Review: The Last Man on the Moon

Posted by , 2 June 2016

Stephen and I took ourselves off to see The Last Man on the Moon – both the film and the man.

Space travel is like polar exploration once was – a perilous journey into the unknown with no support available. There have been lots of documentaries and movies on the subject, but so many of them are purely about the journey to space and back, not what happens before and afterwards.

Steve has a deep interest in all things about space, so I thought the Last Man on the Moon show at the Canberra Theatre would be a good opportunity to see and hear from someone who really knows what space is like.

The first half of the show was a screening of the film The Last Man on the Moon
. This is not your typical documentary about space travel. Instead, it shows how a young Gene Cernan went from growing up on his grandparents’ farm to Navy pilot and then astronaut, with three trips in to space under his belt before finally becoming ‘the last man on the moon’. It’s also about his relationships with his friends, his wives and daughter and the last impact of the experience. And it also gives him time to muse about what it means to be the last man to stand on the moon.

I enjoyed the film. It had a slow and gentle pace and didn’t feel the need to engender some sense of drama (for example, Cernan was involved in a helicopter crash that could have scuppered his chance of going to space, he originally was selected for a trip when his friends on the primary crew were killed in a fire, he had a perilous space walk). It also gave plenty of time to the personal dimension with his first wife talking about the impact of the space programme and his later fame on the family.

Cernan admits that he finds it hard to believe when looking up at the moon that he was actually there. Seeing him on stage, I felt the same – he came across as a down-to-earth sort of guy, with close friends he likes to hang out with and his fair share of mistakes which he freely admits to.

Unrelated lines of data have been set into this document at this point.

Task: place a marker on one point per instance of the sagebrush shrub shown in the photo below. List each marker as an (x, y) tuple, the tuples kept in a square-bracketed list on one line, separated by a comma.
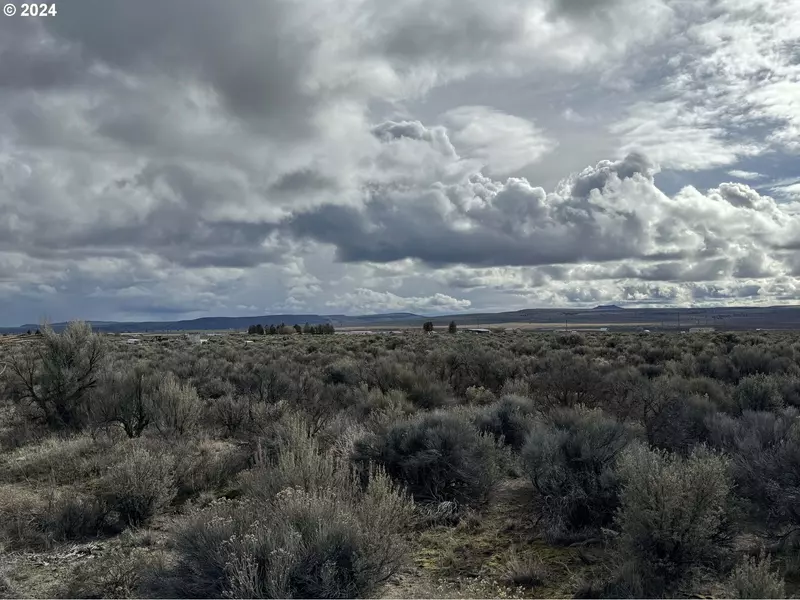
[(507, 420), (570, 458), (140, 486), (177, 406), (55, 375), (758, 393), (438, 456), (127, 397), (327, 543), (765, 454), (755, 578), (674, 517)]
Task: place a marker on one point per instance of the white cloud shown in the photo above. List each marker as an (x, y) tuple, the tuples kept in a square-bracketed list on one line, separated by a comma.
[(503, 143), (371, 156), (749, 175)]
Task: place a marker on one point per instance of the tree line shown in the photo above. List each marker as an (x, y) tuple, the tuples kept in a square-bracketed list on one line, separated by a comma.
[(283, 329)]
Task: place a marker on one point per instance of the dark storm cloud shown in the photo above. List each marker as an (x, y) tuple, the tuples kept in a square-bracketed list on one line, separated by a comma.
[(517, 225), (253, 55), (303, 180), (596, 178), (30, 59)]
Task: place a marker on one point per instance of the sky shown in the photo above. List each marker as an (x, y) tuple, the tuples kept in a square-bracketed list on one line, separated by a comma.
[(172, 159)]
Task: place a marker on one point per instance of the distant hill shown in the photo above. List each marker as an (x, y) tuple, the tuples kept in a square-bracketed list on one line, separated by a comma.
[(611, 316), (227, 323)]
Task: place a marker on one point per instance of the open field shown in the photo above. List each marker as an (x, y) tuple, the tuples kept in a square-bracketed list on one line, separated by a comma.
[(531, 465)]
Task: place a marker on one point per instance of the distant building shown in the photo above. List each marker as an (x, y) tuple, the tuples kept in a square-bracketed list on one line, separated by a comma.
[(701, 329)]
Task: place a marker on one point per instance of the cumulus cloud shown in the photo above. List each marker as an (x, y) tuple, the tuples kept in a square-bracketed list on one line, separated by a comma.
[(365, 301), (186, 158), (748, 175)]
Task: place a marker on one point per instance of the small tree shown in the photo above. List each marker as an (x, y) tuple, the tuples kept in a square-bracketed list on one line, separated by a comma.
[(56, 376), (127, 397)]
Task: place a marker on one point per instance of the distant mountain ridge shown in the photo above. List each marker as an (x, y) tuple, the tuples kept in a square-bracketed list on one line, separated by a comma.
[(614, 317), (225, 323)]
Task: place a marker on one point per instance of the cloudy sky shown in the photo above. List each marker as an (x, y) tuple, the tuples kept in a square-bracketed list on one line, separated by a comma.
[(173, 159)]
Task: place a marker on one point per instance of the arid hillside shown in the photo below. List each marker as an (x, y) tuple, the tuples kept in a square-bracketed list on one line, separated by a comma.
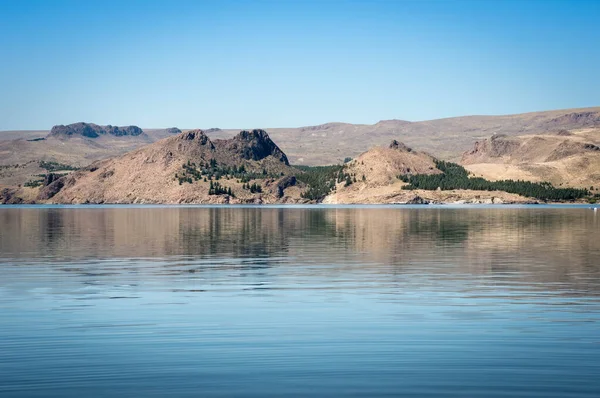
[(567, 158), (374, 179), (332, 142), (444, 138), (73, 146), (186, 168)]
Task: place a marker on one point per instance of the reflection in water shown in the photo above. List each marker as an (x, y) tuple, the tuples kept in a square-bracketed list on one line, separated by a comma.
[(293, 301)]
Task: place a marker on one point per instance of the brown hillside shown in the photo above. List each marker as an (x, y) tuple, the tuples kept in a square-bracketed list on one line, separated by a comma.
[(563, 159), (151, 174), (380, 167)]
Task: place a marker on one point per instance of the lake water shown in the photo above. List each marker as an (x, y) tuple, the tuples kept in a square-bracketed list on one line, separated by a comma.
[(299, 301)]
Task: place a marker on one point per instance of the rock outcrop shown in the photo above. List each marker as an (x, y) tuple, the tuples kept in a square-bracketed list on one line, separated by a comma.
[(91, 130), (399, 146), (566, 158), (185, 168), (253, 145)]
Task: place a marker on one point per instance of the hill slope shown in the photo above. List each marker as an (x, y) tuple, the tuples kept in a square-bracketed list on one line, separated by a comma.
[(445, 138), (564, 159), (186, 168)]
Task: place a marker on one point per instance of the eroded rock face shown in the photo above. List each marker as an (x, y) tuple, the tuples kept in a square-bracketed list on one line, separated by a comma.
[(9, 197), (283, 183), (50, 178), (577, 119), (399, 146), (197, 136), (91, 130), (254, 145), (52, 189), (495, 147)]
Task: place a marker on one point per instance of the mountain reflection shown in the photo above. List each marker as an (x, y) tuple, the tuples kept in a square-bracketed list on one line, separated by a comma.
[(541, 245)]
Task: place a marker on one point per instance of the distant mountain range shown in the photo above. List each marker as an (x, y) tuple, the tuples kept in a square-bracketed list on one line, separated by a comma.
[(170, 166)]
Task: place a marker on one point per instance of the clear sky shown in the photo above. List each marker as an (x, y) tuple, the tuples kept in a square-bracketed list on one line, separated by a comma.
[(246, 64)]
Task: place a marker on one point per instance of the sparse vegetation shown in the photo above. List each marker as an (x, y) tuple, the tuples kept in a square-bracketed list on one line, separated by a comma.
[(253, 188), (55, 166), (454, 176), (33, 183), (192, 171), (217, 189), (321, 180)]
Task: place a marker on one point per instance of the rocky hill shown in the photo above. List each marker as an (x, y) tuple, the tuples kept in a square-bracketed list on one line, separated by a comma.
[(566, 158), (445, 138), (186, 168), (91, 130), (398, 174)]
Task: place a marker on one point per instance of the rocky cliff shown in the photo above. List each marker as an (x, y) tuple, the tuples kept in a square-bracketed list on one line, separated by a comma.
[(91, 130), (186, 168)]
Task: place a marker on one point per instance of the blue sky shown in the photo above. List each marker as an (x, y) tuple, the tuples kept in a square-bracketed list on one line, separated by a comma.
[(247, 64)]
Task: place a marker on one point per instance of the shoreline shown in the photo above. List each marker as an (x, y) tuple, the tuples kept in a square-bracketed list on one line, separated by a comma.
[(307, 206)]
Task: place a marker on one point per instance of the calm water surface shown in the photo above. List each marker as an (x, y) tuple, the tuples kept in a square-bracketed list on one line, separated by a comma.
[(218, 301)]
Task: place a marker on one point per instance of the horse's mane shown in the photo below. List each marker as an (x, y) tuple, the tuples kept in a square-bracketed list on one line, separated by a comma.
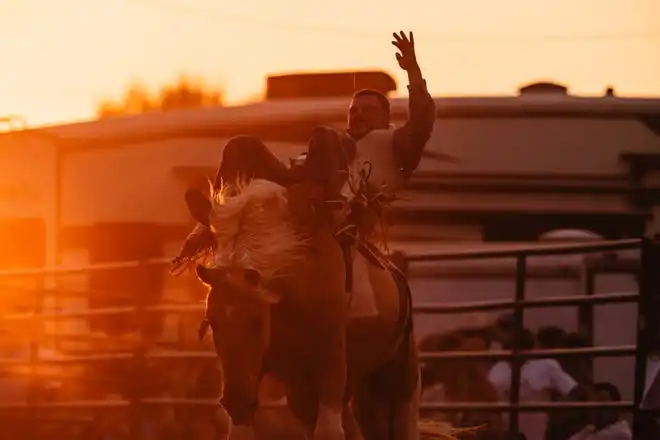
[(254, 228)]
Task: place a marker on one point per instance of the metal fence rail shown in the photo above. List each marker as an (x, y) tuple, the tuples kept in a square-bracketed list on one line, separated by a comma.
[(521, 254)]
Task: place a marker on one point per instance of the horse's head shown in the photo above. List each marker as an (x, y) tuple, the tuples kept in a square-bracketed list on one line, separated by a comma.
[(238, 312), (258, 245)]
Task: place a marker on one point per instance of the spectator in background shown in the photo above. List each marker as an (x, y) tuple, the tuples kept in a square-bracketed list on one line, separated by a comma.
[(540, 380), (562, 424), (551, 337), (604, 424), (578, 367)]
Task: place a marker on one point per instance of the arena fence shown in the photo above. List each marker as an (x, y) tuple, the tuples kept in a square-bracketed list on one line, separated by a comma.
[(648, 298)]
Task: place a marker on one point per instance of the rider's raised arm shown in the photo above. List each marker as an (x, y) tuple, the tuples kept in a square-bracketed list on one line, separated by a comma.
[(411, 139)]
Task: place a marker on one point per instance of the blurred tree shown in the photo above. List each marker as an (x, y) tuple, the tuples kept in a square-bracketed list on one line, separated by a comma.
[(184, 93)]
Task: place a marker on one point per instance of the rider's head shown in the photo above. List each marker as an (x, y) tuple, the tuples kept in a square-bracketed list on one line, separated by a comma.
[(369, 110)]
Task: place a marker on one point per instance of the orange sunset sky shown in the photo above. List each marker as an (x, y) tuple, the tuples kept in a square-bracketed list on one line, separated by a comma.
[(61, 56)]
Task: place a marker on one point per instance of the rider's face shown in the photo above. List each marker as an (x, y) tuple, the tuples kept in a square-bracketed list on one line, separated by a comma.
[(366, 113)]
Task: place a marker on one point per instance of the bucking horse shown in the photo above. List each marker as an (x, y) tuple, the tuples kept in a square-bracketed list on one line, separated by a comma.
[(278, 304)]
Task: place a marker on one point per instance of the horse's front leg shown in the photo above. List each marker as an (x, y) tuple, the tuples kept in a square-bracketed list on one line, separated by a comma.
[(332, 379)]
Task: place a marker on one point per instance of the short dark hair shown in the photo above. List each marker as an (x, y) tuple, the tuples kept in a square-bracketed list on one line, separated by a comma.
[(380, 96), (551, 337), (609, 388)]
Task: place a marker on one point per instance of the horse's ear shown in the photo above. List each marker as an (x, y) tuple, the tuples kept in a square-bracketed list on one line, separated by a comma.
[(199, 206), (252, 277), (204, 274)]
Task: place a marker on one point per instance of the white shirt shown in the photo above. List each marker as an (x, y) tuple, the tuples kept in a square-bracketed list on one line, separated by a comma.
[(616, 431), (537, 377)]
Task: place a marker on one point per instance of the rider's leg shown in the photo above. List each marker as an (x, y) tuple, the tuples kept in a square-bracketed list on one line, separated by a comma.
[(246, 157)]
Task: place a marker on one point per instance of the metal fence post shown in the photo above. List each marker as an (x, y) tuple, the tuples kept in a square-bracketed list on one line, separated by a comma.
[(516, 361), (649, 282), (35, 382), (139, 360)]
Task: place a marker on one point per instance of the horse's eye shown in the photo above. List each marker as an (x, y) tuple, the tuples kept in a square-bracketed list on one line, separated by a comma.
[(255, 322)]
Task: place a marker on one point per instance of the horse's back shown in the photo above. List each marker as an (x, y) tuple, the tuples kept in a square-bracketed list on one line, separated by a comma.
[(375, 339)]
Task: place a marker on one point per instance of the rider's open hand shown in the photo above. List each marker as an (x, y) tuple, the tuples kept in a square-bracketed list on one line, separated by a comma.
[(406, 55)]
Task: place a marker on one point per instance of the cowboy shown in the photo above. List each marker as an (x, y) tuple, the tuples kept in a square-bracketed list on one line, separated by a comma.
[(394, 153)]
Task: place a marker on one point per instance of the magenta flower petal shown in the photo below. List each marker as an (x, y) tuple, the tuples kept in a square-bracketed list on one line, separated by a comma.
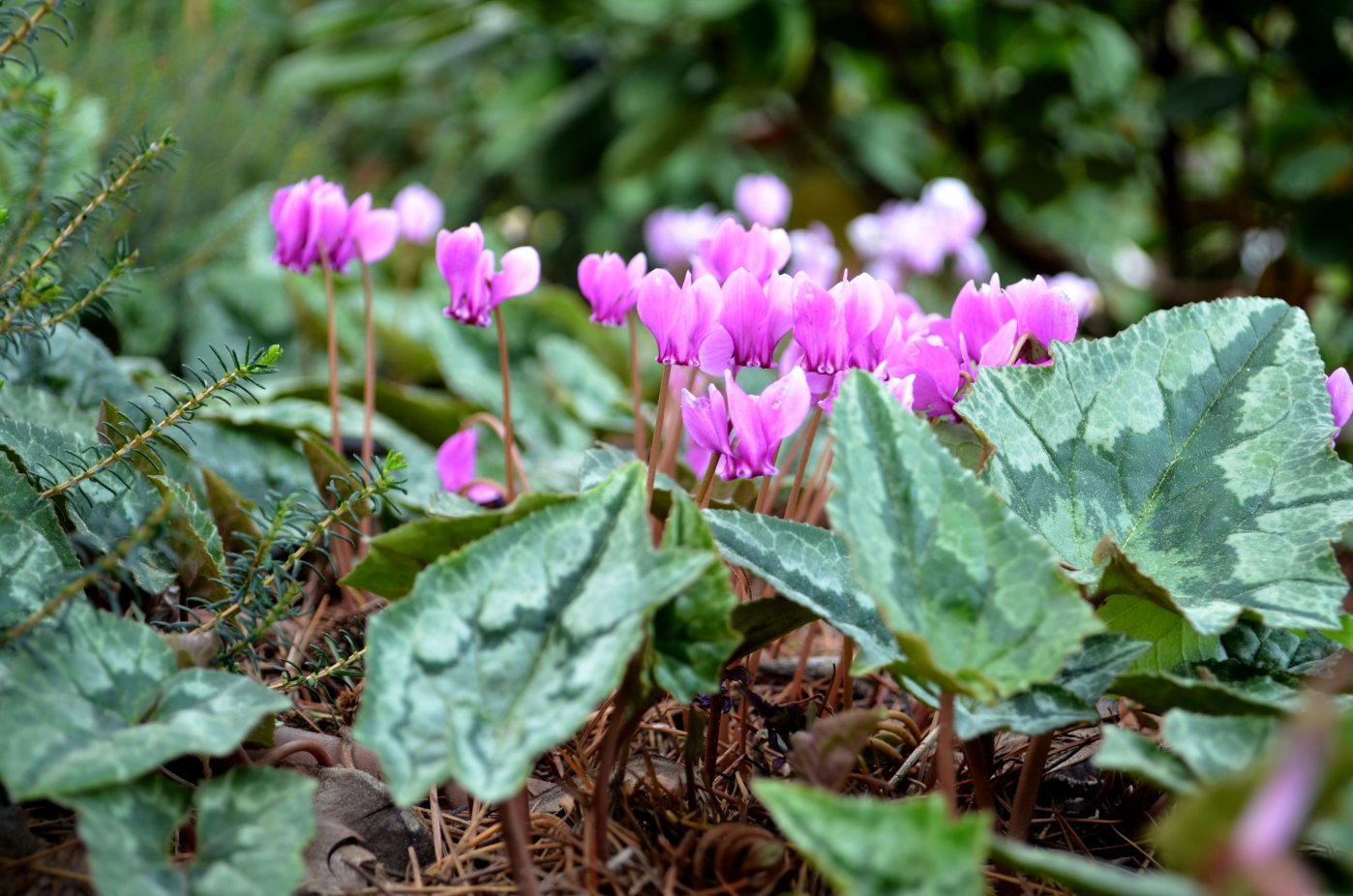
[(456, 461), (1042, 312), (1341, 397)]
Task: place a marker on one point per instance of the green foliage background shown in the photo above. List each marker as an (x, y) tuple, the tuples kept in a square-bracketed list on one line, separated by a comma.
[(1213, 135)]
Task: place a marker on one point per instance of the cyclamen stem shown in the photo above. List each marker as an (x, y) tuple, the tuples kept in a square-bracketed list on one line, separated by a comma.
[(945, 753), (707, 482), (635, 390), (802, 463), (672, 441), (658, 430), (516, 821), (509, 445), (335, 434), (368, 390), (1026, 793)]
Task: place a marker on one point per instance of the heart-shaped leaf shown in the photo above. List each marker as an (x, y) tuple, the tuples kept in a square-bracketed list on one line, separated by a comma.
[(1192, 450), (975, 597), (252, 825), (881, 848), (502, 650), (99, 700)]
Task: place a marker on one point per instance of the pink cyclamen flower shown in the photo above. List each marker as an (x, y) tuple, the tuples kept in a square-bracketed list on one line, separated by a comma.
[(608, 284), (309, 217), (1341, 398), (828, 325), (673, 236), (761, 252), (420, 213), (678, 317), (371, 233), (316, 224), (456, 467), (468, 270), (815, 254), (762, 199), (1080, 291), (751, 322), (747, 431)]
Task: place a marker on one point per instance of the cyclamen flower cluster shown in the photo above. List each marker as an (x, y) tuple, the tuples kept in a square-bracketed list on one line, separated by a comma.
[(737, 309), (315, 224), (907, 237)]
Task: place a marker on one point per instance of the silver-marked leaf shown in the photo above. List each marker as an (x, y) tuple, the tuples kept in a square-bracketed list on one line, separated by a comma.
[(692, 639), (252, 827), (809, 566), (881, 848), (502, 650), (1195, 445), (395, 558), (99, 700), (973, 596), (34, 553), (1122, 750), (1067, 702), (1088, 878)]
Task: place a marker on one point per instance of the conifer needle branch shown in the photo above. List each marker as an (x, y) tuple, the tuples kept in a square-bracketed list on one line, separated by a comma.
[(29, 24), (115, 187), (383, 482), (105, 566), (261, 363)]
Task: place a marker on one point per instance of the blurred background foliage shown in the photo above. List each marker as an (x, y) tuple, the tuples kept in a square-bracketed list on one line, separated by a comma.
[(1172, 150)]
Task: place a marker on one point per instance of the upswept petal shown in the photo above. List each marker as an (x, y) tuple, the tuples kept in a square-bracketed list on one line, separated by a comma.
[(519, 277), (1042, 311)]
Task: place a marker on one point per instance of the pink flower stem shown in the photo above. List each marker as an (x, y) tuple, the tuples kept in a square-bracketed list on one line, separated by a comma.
[(335, 434), (672, 441), (368, 389), (707, 482), (635, 390), (516, 819), (1026, 791), (658, 430), (507, 440), (945, 769), (802, 463)]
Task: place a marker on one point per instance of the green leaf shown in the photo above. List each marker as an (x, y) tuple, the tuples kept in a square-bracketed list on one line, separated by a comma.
[(1209, 693), (692, 639), (101, 702), (1216, 747), (1085, 876), (252, 827), (1122, 750), (975, 598), (395, 558), (502, 650), (195, 542), (809, 566), (1067, 702), (885, 848), (1170, 638), (34, 553), (1196, 444)]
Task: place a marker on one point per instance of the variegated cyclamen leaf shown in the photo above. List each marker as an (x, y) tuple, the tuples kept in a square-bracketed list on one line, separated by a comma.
[(1188, 455), (973, 596), (809, 566), (502, 648), (252, 827), (866, 846), (99, 700)]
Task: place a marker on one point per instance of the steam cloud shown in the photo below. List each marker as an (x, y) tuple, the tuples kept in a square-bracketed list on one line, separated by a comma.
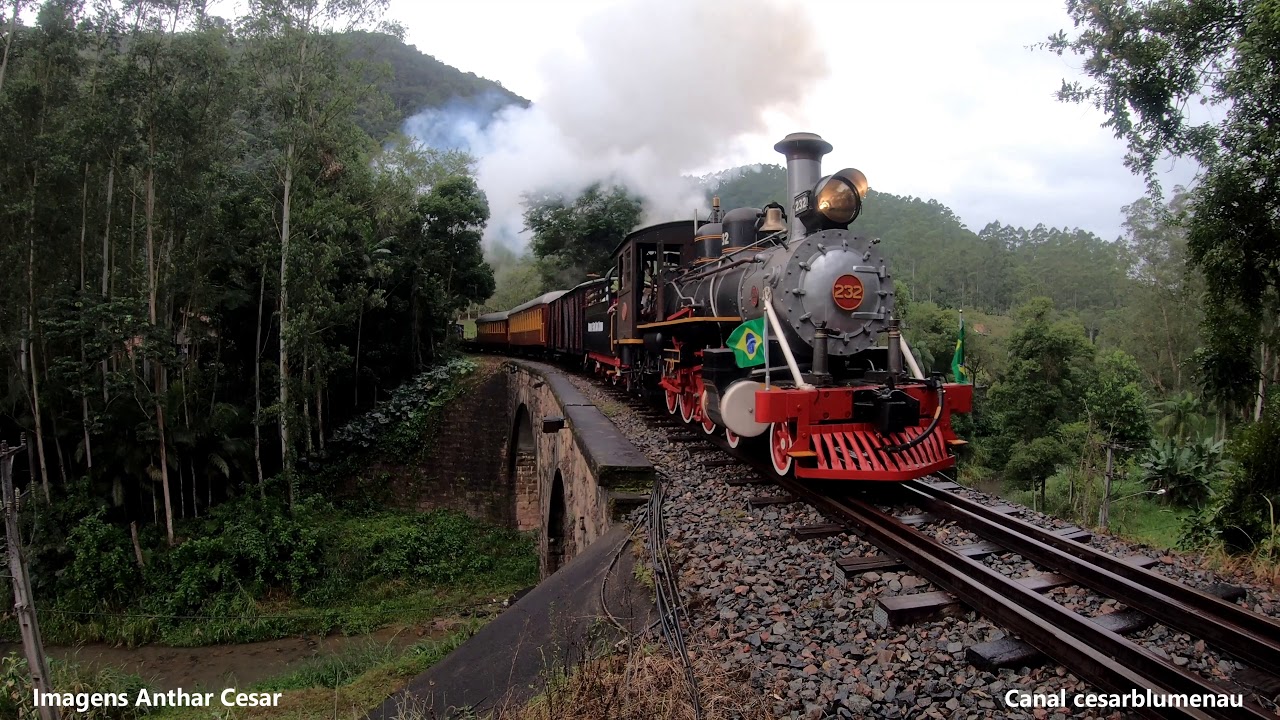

The second have of the show was a Q&A session hosted by Dr Lisa Harvey-Smith, CSIRO’s Project Scientist for the Australian Square Kilometre Array Pathfinder (ASKAP), where she asked him a range of questions; there was also an opportunity for audience members to ask questions. In the final part of the show, he was joined on stage by his friend who we had seen in the film.

The show was engrossing. Despite his age, Cernan has clear memories of his time in the space programme. The tendency in all documentaries on space travel is for the presenters to wax lyrical about the meaning of it all, about some deep philosophical impact of being on the moon or the grand science underpinning it all. The Last Man on the Moon was a more human story – Cernan doesn’t promote his achievements, allowing some of the negatives of his life to balance them and focussing more on the people around him that his own story.